Of course, Facebook’s leaders might say the same thing about the researchers at the Psychometrics Centre. In May, The New Scientist reported that login credentials to millions of anonymized records collected by Stillwell and Kosinski had been uploaded to Github by an academic at another university.1 That’s despite the strict terms Stillwell and Kosinski had in place. The data was exposed for four years. Stillwell declined to comment for this story, but in a statement on the app’s website, he wrote, “In nine years of academic collaborations, this is the only such instance where something like this has occurred.” The breach shows there’s no guarantee that even well-meaning developers can keep Facebook data secure once it’s been shared.
If Rust accepts any blame, it’s that he didn’t foresee earlier that the research his department was conducting into the misuse of Facebook data might, in fact, inspire people to misuse Facebook data. Then again, even if he had, he’s not entirely sure that would have stopped him. “I suppose at Cambridge if you know the research you’re doing is groundbreaking, it can always be used for good or bad,” he says.
Rust says he is cooperating with the Information Commissioner’s Office’s investigation. The Information Commissioner, Elizabeth Denham, wouldn’t comment for this story beyond saying she is “considering the allegations” leveled against the Centre by Facebook. Rust, however, says he’s submitted emails and other documentation to Denham’s office and has tried to impress upon them the urgent need for regulatory oversight in the field of artificial intelligence.
“AI is actually a bit like a psychopath,” he says.

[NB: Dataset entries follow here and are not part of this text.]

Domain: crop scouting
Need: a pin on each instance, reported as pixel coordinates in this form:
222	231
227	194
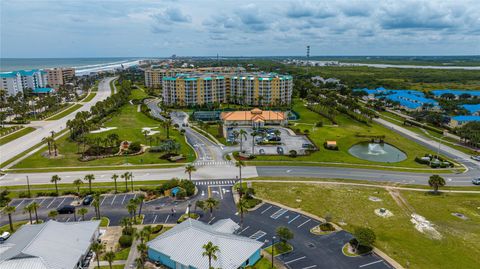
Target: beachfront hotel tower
239	88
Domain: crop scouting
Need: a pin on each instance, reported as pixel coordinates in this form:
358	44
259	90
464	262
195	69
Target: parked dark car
67	209
87	200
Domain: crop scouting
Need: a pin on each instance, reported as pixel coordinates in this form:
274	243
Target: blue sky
110	28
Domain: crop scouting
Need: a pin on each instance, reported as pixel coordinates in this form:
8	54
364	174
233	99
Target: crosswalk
216	182
214	163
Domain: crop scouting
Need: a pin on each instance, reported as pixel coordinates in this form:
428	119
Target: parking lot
289	141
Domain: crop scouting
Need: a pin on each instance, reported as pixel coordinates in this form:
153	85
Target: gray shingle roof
183	244
51	245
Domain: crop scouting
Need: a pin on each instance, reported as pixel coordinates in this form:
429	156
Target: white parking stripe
51	202
244	230
294	219
294	260
61	202
367	264
265	210
303	223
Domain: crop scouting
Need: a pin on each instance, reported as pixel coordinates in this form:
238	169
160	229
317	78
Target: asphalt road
44	128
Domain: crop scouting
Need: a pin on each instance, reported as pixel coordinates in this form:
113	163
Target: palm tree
77	183
125	176
55	179
189	169
10	210
114	177
98	249
211	203
28	209
109	257
243	135
89	178
210	250
83	211
53	214
240	164
436	181
35	206
242	207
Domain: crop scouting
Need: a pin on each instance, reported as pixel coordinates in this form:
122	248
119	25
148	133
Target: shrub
157	228
125	241
327	226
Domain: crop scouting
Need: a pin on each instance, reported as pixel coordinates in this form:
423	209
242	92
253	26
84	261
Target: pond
377	152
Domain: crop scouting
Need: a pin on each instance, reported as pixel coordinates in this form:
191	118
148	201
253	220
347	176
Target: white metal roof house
182	246
50	245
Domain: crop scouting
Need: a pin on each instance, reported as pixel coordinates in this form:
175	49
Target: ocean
81	65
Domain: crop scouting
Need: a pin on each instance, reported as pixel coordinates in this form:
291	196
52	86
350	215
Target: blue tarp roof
472	108
42	90
455	92
466	118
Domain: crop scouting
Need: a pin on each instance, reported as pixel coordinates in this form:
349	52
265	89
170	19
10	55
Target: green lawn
345	135
129	125
15	135
65	112
396	235
89	97
122	254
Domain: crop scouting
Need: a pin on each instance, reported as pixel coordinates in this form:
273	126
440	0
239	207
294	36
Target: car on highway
87	200
476	158
66	209
4	236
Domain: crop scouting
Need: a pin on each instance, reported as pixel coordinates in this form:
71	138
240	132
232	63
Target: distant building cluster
412	100
200	86
38	80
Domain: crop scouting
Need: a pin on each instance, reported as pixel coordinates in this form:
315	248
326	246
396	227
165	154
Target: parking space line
294	260
257	235
265	210
244	230
51	203
61	202
371	263
303	223
294	219
115	196
279	213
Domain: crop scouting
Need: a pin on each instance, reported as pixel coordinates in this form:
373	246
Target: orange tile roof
255	114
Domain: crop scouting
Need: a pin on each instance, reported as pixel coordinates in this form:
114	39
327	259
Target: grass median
17	134
352	206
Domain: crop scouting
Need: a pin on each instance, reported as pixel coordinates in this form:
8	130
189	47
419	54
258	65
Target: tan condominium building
59	76
246	89
154	76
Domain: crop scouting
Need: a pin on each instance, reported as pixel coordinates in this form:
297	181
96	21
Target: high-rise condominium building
59	76
15	82
246	88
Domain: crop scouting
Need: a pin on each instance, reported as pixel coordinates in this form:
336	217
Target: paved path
27	141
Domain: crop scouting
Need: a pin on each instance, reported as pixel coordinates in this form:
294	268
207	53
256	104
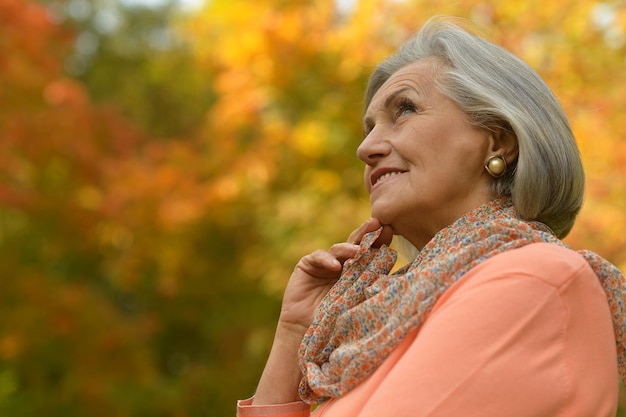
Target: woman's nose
373	148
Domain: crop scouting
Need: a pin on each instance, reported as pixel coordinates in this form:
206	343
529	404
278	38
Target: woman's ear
503	142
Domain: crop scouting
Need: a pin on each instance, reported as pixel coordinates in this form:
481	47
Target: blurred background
163	166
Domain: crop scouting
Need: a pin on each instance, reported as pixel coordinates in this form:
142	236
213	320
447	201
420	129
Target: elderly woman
470	161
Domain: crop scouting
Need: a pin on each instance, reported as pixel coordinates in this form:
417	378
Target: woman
469	160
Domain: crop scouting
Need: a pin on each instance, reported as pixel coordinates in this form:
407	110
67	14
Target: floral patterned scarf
368	312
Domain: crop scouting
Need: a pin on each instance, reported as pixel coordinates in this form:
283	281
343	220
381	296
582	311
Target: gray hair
495	89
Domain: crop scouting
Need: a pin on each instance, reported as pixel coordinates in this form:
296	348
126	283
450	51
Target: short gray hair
494	88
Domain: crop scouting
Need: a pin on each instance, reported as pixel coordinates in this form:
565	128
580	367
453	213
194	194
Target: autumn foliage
152	207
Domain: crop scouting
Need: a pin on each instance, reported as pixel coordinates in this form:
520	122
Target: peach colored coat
526	333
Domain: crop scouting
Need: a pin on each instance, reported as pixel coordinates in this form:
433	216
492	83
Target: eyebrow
368	120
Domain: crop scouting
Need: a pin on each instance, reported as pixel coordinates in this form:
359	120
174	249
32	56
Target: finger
343	251
369	225
320	263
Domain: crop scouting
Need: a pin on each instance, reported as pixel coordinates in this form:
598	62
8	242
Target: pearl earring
496	165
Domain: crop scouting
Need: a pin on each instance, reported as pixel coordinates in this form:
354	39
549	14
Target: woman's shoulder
554	265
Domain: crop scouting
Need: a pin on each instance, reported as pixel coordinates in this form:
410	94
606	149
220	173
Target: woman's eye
405	107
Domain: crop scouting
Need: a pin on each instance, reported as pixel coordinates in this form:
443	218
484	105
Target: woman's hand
317	272
311	279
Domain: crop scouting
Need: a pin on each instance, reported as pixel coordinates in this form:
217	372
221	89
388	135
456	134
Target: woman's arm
312	278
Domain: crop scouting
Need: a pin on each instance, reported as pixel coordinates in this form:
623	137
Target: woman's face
424	160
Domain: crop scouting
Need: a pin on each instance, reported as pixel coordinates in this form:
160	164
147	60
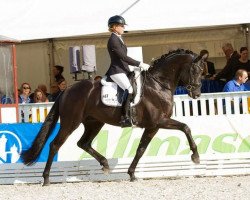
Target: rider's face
119	29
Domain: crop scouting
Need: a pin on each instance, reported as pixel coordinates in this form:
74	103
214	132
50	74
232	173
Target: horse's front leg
92	128
168	123
147	136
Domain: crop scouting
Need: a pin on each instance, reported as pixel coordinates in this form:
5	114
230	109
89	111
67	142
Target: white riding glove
144	66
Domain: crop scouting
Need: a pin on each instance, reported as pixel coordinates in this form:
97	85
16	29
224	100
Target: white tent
39	19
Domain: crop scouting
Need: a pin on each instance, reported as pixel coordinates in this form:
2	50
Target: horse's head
179	66
192	77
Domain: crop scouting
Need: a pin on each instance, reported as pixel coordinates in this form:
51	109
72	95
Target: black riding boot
126	120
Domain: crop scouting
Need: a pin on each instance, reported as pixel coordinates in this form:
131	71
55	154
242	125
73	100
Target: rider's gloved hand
144	66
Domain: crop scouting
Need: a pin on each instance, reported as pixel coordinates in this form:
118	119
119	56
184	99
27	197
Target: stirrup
126	122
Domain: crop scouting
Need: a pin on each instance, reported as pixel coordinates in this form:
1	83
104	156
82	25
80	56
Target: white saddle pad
109	91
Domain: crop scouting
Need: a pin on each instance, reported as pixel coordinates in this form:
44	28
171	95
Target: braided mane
170	54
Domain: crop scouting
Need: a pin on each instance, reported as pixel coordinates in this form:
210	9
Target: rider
119	69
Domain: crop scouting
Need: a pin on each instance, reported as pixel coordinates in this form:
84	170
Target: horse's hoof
105	170
133	179
46	183
195	159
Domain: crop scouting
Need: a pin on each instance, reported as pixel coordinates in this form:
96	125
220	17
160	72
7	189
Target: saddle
113	95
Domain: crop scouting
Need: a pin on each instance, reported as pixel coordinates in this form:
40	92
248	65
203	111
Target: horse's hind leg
147	136
173	124
92	128
54	147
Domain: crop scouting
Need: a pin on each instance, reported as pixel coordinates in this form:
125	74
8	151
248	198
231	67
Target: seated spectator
6	100
228	72
62	85
25	92
43	88
57	71
210	70
243	62
237	84
39	96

It’s adept at manipulating emotions, but underdeveloped morally. “In a way, machines are a bit like that. They’re going through a stage of moral development, and we need to look at how moral development happens in AI.”

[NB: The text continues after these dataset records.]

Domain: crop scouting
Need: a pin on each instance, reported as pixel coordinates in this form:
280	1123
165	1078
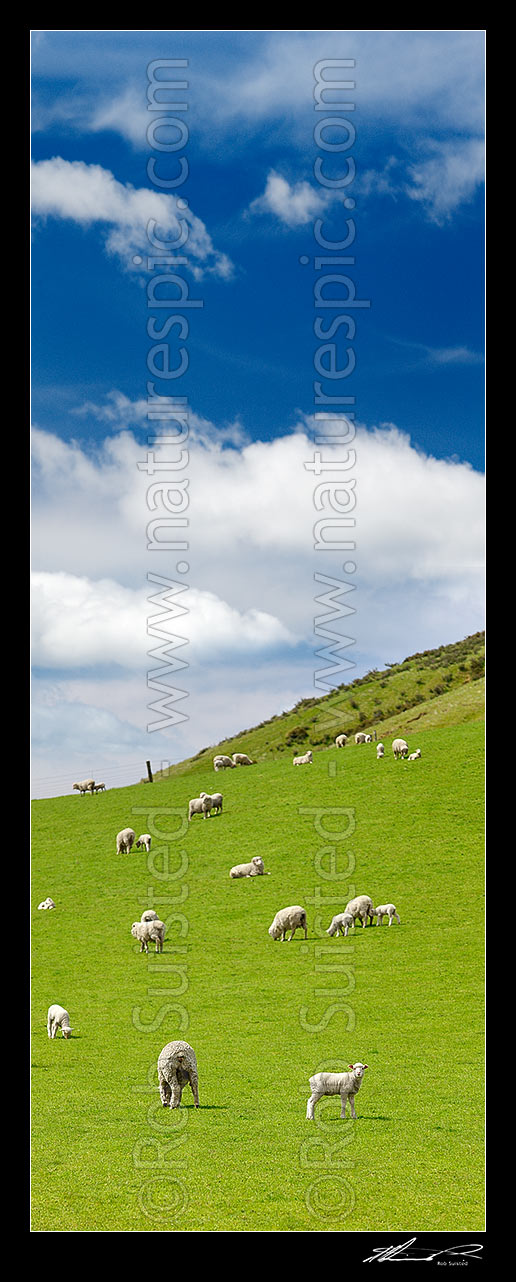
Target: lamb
340	923
145	931
361	907
387	910
177	1065
288	919
144	841
58	1018
336	1083
125	841
253	869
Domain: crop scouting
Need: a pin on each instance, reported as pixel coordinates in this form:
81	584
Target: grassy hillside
265	1015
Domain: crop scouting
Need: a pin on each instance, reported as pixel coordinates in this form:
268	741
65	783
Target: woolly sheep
125	841
340	923
288	919
253	869
177	1065
387	910
336	1083
58	1018
149	931
144	841
361	907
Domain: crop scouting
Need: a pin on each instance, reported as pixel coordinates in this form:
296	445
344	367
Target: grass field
263	1015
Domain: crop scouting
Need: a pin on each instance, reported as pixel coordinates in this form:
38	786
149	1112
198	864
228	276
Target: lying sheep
387	910
362	908
288	919
176	1068
58	1018
125	841
149	931
144	841
336	1083
254	869
340	923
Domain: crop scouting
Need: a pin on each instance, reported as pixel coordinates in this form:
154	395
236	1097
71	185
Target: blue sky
253	198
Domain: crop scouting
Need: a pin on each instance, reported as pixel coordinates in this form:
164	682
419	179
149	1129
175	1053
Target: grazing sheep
125	841
336	1083
387	910
149	931
361	907
223	763
176	1068
288	919
340	923
253	869
144	841
58	1018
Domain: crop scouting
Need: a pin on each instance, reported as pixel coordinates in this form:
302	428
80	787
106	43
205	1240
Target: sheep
177	1065
361	907
340	923
336	1083
145	931
144	841
58	1018
223	763
253	869
125	841
387	910
288	919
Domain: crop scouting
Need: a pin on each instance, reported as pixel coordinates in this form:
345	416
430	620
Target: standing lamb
336	1083
288	919
176	1068
125	841
58	1018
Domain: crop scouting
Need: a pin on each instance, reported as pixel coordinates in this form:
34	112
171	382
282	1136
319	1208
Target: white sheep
144	841
340	924
254	869
288	919
125	841
149	932
362	908
336	1083
58	1018
177	1065
387	910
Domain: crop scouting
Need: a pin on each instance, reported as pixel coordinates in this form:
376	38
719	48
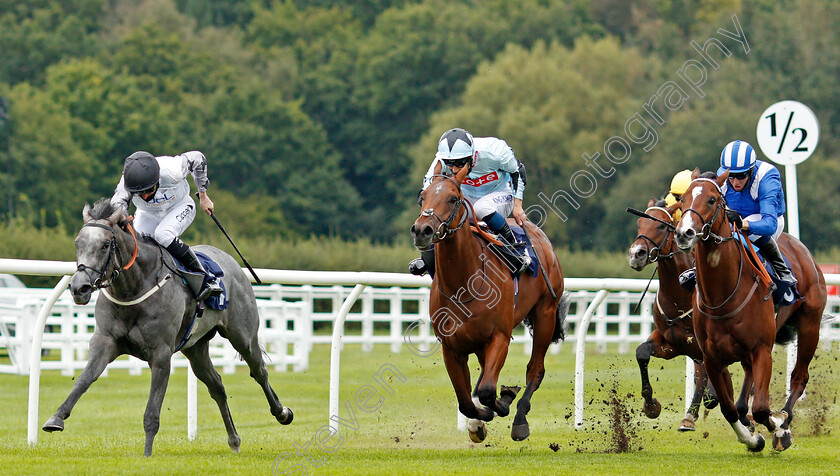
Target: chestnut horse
734	317
475	305
673	333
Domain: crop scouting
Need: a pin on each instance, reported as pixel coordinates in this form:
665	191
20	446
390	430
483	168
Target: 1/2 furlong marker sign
787	133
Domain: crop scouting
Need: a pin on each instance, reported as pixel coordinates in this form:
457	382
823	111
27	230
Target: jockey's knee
164	237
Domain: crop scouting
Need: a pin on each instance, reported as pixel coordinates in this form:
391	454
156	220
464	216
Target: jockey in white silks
158	188
494	186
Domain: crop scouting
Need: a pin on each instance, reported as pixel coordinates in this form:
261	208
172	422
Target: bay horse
673	333
144	309
475	304
734	315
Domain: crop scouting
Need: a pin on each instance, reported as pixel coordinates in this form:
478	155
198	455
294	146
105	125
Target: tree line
318	118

Of course, when Rust says “we,” he’s not talking about himself. He plans to retire next year, leaving the work of solving this problem to a department he hopes can survive the current turmoil. At age 74, he’s already seven years past retirement age, but still, leaving with things as they are isn’t easy. From behind his horn-rimmed glasses, his eyes look melancholy, and maybe even a little glassy, as he reflects on the legacy he’s leaving behind.
“You come into academia trying to solve the world’s problems and work out how the brain works,” he says, hands clasped over crossed legs. “Ten years into it you say, ‘Well I’ll just get my next grant for my next paper, because I want to be a lecturer or senior lecturer.’ It’s only when you come out the other end that you say, ‘Where’s my life gone?’”

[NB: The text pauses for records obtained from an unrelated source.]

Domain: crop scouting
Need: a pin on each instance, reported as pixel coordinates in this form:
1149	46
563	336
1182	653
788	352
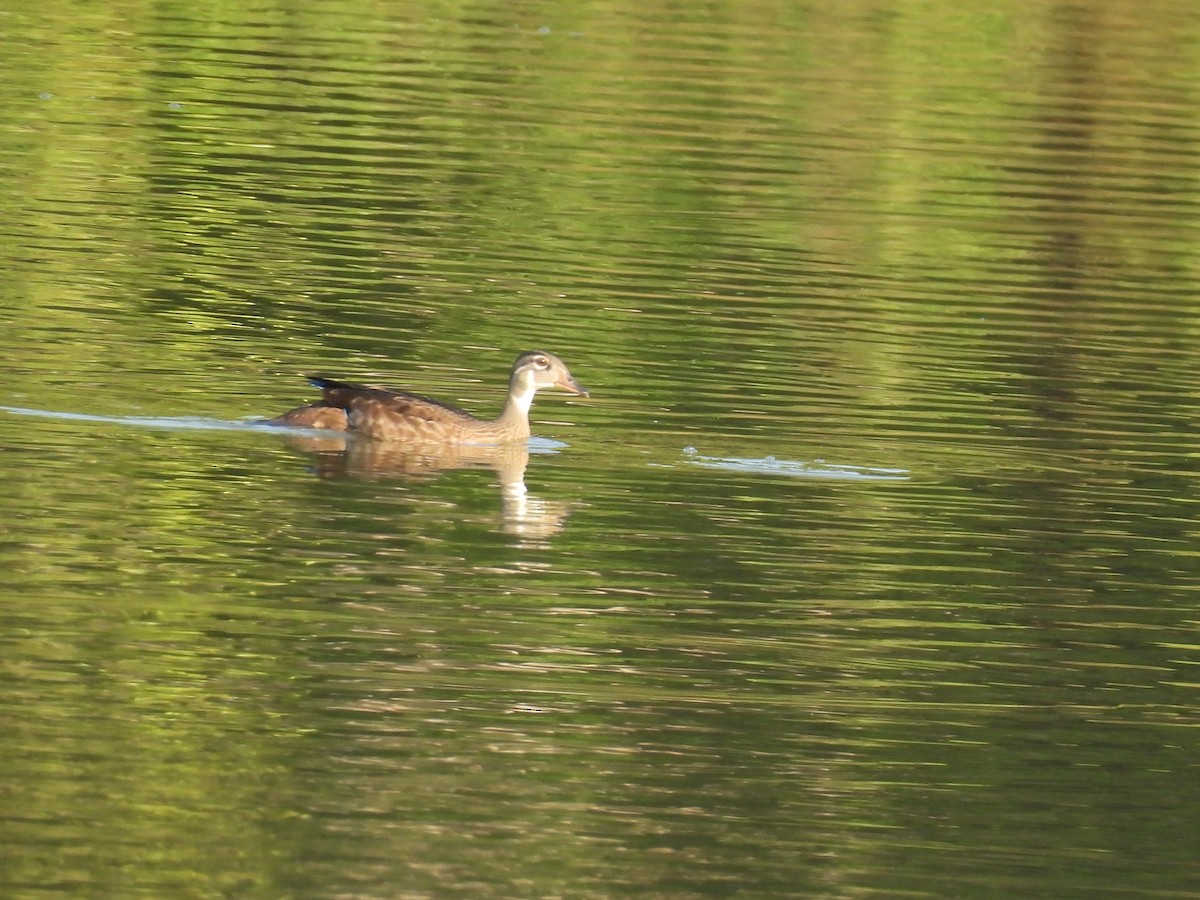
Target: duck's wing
367	402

He came into this field to start a conversation about why using data to sort and organize people could end up tearing them apart. As frustrating as it’s been to be cast as a villain by some of the most powerful people in the world, he’s thankful this long-awaited discussion around data privacy has finally begun.
“We’re at a point where it could go in so many different directions. It could be a big brother, Brave New World combination where a group of individuals can completely control and predict the behavior of every single individual. Or we have to develop some regulatory system that allows these newly created beings to evolve along with us,” he says. “If anything we’ve done has influenced that, it will have made it worthwhile.”
1Update: 10:23 AM ET 06/19/2018 This story has been updated to clarify that a subset of Stillwell and Kosinski’s data was exposed, not the entire database.